If Renan was not a creator in the domain of learning, neither was he an innovator in the domain of philosophy. His theological studies, while they developed in him the qualities of the critic and the savant, tended to disgust him with metaphysical systems. He was too much a historian to see in these systems anything but the dreams of human ignorance amid an assemblage of things it could not understand, the successive mirages thrown up before the mind by the changing spectacle of the world. But if he was not a philosopher, he was a great thinker. He flung broadcast on every subject he touched—on art or politics as on science or religion—the most original and the most pregnant ideas.

As to his skepticism and his so-called dilettanteism, they were but the consequence of his sincerity. Afraid, above all things, of deceiving or being deceived, he had no fear of proposing contradictory hypotheses on subjects where he believed certainty to be impossible. People have wondered that the same man who wished to have the words "Veritatem dilexi" placed upon his tomb should so often have asked with Pilate, "What is truth?" But these questions, not unmingled with irony, were themselves a homage to the truth. He perceived that for most men the love of the truth means intolerance, fanaticism, particular opinions received by tradition or born of the imagination, always destitute of proof and destructive of freedom of thought. To assert opinions which he could not prove seemed to him an insufferable impertinence, an infringement of intellectual liberty, a want of sincerity toward himself and others. And he bore himself this testimony: That he had never consciously uttered a lie. He regarded it as stoicism, not skepticism, to go on in the practice of duty without knowing whether it had any objective reality; to live for the ideal without believing in a personal God or in any future life.

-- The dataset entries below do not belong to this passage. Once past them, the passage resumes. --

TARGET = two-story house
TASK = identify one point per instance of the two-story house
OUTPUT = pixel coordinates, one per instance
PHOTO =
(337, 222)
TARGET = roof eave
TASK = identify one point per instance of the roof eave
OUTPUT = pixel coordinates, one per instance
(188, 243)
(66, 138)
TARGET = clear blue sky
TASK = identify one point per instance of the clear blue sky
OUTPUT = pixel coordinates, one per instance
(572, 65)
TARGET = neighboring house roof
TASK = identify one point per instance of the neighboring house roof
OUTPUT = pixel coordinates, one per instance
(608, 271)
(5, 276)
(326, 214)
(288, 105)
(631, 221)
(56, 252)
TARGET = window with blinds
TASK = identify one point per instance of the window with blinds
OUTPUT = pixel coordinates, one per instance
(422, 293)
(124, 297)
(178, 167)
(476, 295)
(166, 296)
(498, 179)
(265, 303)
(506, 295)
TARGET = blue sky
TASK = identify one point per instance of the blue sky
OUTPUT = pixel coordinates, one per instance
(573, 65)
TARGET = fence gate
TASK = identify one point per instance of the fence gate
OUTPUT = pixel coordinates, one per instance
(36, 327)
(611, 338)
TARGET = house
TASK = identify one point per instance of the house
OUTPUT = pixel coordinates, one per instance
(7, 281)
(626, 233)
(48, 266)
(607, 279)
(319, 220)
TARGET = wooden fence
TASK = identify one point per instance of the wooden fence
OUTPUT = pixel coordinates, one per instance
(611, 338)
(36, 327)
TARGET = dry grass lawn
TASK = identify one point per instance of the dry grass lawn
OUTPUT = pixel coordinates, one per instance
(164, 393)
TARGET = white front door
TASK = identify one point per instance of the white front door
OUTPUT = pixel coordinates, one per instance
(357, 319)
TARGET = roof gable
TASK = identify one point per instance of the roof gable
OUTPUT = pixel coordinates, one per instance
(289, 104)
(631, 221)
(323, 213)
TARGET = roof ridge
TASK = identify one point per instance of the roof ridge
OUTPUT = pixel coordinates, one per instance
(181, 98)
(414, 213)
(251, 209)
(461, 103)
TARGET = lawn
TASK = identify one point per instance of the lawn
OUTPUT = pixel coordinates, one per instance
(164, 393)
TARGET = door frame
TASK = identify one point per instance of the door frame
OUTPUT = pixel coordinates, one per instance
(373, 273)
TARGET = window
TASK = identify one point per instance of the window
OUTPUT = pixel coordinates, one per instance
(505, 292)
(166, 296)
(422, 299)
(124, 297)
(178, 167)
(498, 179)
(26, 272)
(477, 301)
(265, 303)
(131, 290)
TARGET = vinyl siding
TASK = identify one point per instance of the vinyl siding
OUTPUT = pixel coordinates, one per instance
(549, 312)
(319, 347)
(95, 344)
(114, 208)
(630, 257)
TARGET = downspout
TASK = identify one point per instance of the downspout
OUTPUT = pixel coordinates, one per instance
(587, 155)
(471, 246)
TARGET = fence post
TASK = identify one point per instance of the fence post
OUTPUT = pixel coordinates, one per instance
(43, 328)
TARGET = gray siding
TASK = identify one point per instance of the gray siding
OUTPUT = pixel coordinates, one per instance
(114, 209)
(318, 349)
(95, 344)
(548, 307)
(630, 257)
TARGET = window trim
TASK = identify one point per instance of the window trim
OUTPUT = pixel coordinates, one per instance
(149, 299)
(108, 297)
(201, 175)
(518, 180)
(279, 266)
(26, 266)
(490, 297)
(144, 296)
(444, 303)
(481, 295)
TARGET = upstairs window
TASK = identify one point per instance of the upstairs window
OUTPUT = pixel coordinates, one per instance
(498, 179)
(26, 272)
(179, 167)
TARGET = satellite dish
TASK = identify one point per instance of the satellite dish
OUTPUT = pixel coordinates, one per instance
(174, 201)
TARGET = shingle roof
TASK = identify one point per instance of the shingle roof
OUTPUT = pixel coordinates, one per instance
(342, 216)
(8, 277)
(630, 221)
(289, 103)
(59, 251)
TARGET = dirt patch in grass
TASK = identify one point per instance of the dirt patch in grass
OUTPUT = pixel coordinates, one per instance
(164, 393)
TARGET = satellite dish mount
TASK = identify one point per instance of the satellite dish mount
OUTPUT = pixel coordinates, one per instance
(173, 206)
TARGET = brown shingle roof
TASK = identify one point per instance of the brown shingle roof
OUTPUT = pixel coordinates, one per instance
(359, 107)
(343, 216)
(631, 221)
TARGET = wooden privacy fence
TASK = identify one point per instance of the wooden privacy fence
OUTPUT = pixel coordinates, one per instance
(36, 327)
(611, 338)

And now, if we are to ask what is the special characteristic by which Renan must take rank among the great writers and great thinkers of the world, we shall find that his supremacy resides in his peculiar gift of seeing Nature and history in their infinite variety. He recreated the universe in his own brain; he thought it out again, so to speak; and that in a variety of versions. The spectacle that he thus inwardly conceived and contemplated it was given him to communicate to others by a sort of enchantment of persuasive speech. This power of creative contemplation was the main source of the continual gladness which illumined his life, and of the serenity with which he accepted the approach of death.